An appropriate treatment approach to depression in schizophrenia begins with a consideration of the differential diagnostic possibilities. Depressive symptoms should be adequately differentiated from negative symptoms, schizoaffective disorder, neuroleptic induced side effects, reactions to disappointments and a number of medical/organic factors. Treatment of depressive symptoms in schizophrenia is accomplished through a combination of pharmacologic and psychosocial approach. Atypical antipsychotics have advantages over typical in reducing depressive symptoms in the context of schizophrenia. They do not induce depressive symptoms, which is known side effect of traditional neuroleptics. Their antidepressive potential is presumably related to their pharmacological mechanisms, which differ from those of traditional neuroleptics. The benefits of atypical antipsychotics might be of relevance also for reducing the risk of suicidality. From a pharmacologic perspective, the treatment of depressive symptoms in patients with schizophrenia requires antipsychotics and antidepressants. A lot of studies referred that clozapine, olanzapine, quetiapine and risperidone have an antidepressant spectrum of activity in patients with schizophrenia. Clozapine has been shown to reduce suicidality in schizophrenic patients with depression. Most of the studies showed that antidepressant augmentation of antipsychotic treatment in patients with schizophrenia and depressive symptoms improves depressive symptomatology, especially SSRI and SNRI augmentation. Implementing psychosocial interventions in combination with pharmacotherapy is also an important part of patients’ treatment plan.

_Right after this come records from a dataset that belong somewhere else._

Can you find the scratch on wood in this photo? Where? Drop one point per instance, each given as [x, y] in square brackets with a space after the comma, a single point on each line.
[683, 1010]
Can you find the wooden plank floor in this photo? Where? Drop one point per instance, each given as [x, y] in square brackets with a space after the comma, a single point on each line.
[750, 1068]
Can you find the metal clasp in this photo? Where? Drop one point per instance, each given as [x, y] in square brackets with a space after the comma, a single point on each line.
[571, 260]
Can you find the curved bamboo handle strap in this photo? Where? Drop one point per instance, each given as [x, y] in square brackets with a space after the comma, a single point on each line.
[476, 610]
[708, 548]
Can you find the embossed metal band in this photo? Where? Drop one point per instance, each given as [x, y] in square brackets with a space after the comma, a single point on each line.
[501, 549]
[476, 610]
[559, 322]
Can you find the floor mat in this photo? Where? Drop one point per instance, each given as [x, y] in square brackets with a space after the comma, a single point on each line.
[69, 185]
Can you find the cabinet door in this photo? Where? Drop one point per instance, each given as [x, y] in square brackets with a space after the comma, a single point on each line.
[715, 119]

We can conclude that in patients with schizophrenia early detection of depressive symptoms can be obtain conducting structured psychiatric clinical interview and using the appropriate assessment instruments regarding this topic in everyday psychiatric clinical practice. In schizophrenic patients with depressive symptoms preferable pharmacological treatment include use of atypical antipsychotics and antidepressants augmentation, particularly SSRI and SNRI. Pharmacological treatment in these patients should be combined with psychosocial interventions. Early diagnosis and promptly initiated interventions have been shown to reduce further deterioration of illness and to improve patients’ quality of life.